Labor’s shadow health minister, Mark Butler, accused the prime minister of “leaving regional Australians behind in the vaccine rollout”.

“To guarantee the national plan is implemented safely, Scott Morrison needs to ensure no group is left behind. There is no evidence [he] is committed to this,” Butler said.

“Scott Morrison must tell regional Australians if they will have separate 70 and 80% vaccination targets.”

Morrison has acknowledged that public health measures might need to be in place for longer in areas with low vaccination rates, but has declined to set separate targets for vulnerable populations such as Indigenous Australians.

On Thursday he told reporters in Canberra that “measures will remain available to protect particularly vulnerable populations with stronger restrictions that may be necessary to protect those particular populations in those cases”.

“So highly targeted actions and things of that nature – that is contemplated in the national plan.”

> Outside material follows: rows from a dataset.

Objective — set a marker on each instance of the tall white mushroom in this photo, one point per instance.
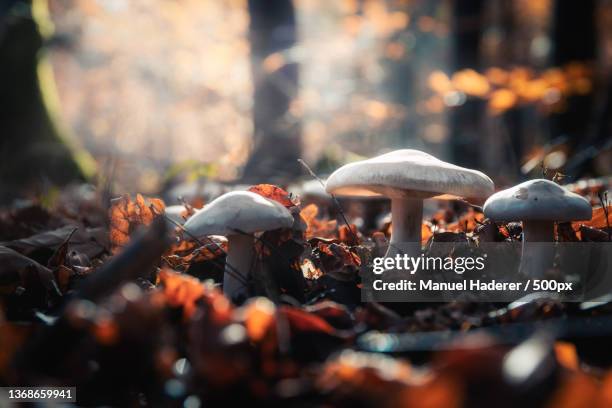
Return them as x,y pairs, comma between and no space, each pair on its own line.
408,177
238,215
538,204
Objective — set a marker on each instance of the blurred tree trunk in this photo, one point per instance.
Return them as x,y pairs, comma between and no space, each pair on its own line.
574,40
277,144
466,120
32,150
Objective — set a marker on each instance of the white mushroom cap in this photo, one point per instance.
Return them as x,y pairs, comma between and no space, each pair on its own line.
537,200
409,173
239,211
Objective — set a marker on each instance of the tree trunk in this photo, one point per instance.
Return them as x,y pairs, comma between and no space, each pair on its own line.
466,120
574,39
277,144
32,150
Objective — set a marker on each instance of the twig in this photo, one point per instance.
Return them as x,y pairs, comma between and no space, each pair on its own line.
333,196
603,198
232,271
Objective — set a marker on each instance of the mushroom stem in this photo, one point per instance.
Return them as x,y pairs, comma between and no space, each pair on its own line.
538,249
240,256
406,221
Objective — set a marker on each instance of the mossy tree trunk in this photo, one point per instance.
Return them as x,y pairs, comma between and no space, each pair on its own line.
33,152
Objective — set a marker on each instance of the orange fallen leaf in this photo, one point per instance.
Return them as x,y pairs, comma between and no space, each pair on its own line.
181,291
273,192
125,215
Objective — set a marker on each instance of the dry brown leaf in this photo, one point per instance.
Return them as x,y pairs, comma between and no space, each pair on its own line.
125,215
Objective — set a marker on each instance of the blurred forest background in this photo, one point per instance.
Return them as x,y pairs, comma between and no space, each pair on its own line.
138,94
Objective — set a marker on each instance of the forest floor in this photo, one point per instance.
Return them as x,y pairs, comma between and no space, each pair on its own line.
115,300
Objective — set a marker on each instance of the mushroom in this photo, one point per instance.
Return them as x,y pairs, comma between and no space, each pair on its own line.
408,177
238,215
538,204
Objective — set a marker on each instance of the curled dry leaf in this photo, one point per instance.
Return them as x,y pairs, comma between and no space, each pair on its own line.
316,227
181,291
126,214
275,193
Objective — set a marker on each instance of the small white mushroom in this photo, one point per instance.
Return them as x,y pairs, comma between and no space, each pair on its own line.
238,215
538,204
408,177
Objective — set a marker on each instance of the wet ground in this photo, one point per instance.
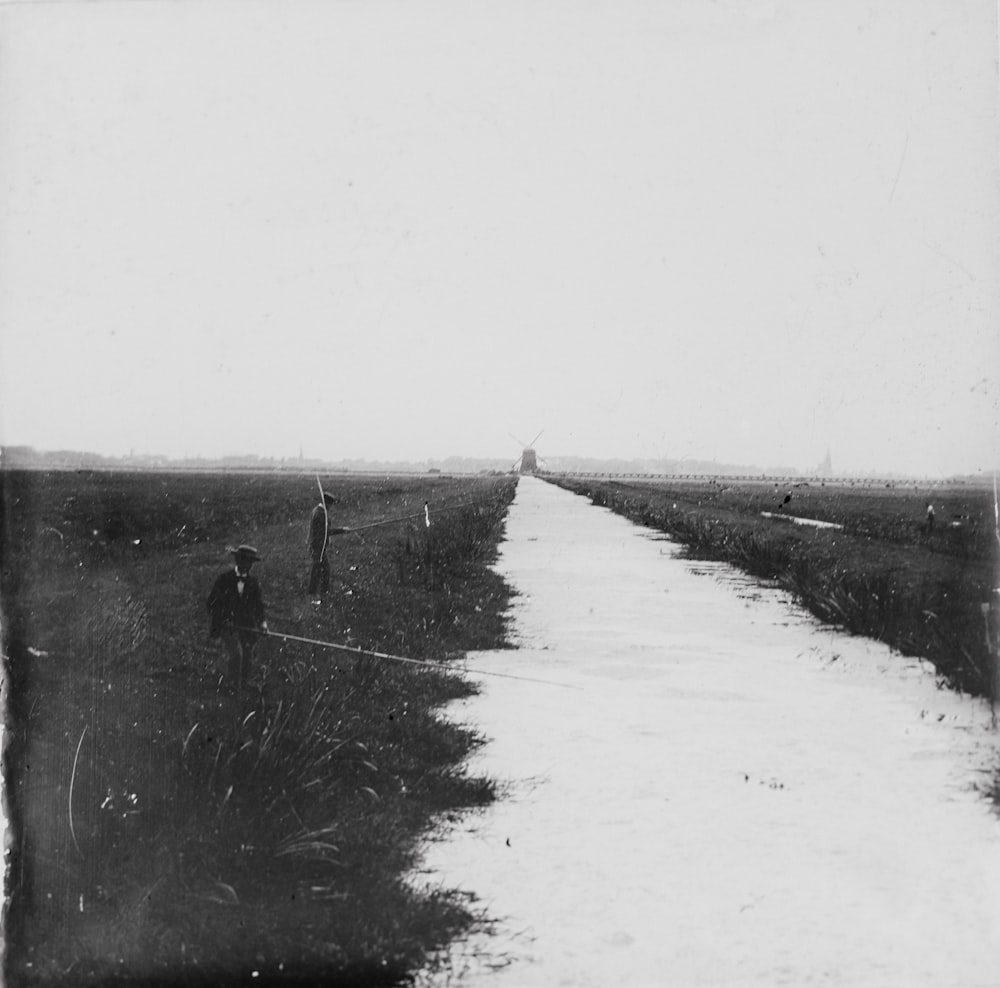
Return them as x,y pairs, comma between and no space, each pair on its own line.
723,792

National cabinet has asked for further analysis from the Doherty Institute about what public health measures will be required.

Nationals MP and former deputy prime minister, Michael McCormack, said Australia should move forward together with the national plan.

“Certainly, where local government areas have not had a case of Covid-19 for many months, if at all, I would expect they would not be penalised for not meeting a national vaccination target they have not been able to meet through no fault of their own,” he said.

“It is not the government’s intention to leave these communities behind in any way.”